Amid the constant flow of transfer rumours this week, you may have missed that West Ham have found themselves in trouble with FIFA.
The story is that back in May they failed to pay Eintracht Frankfurt one of the instalments that they owe for striker Sebastien Haller.
The German club complained to FIFA, and there was a secret, behind closed doors meeting about the issue this week, with West Ham facing a transfer ban if they don’t pay up.
The story has been widely covered in Germany over the last weeks, with it explained yesterday that Frankfurt are even considering selling the debt on to wash their hands of the issue.

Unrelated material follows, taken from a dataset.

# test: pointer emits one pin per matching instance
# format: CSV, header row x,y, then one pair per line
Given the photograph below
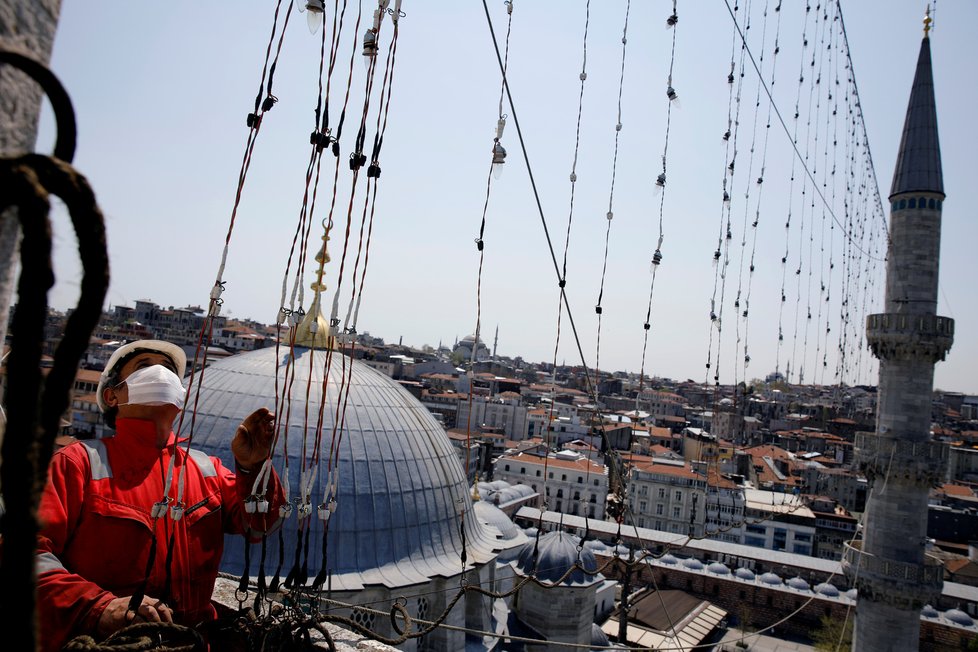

Either way, the Hammers have not come out of it looking good and today sees them receiving plenty of criticism from Frankfurter Neue Press and journalist Nico Scheck.
He explains what the current situation is and how we’ve gotten to this point, before basically laying into West Ham as much as possible.
‘The Londoners make themselves look ridiculous’ he writes, stating that those in charge at the club must have missed the lesson from their parents where it’s explained ‘if you can’t afford something, you can’t buy it.’
West Ham, a ‘proud club’ seemed to have not been taught this and as a result ‘are making a fool of themselves’ over Haller.
As far as he’s concerned, this sort of behaviour is ‘unworthy’ for a Premier League club, particularly one with grand ambitions who have spent a fortune on signings in recent years.
Not that that has worked out, Scheck explains, given they’ve finished 11th, 13th, 10th and 16th in the last few years.
In fact, as far as he’s concerned that’s something which has turned the club into ‘a laughing stock instead of a summit conqueror’.
The fact they can’t pay for Haller ’fits the picture’ and perhaps a transfer ban from FIFA ‘wouldn’t be so bad after-all’.
At least then, Scheck argues, West Ham ‘wouldn’t be able to spend any more money they don’t have’ and force other clubs into a situation like this one.
Harsh words, maybe, but ones it’s hard to disagree with at the same time.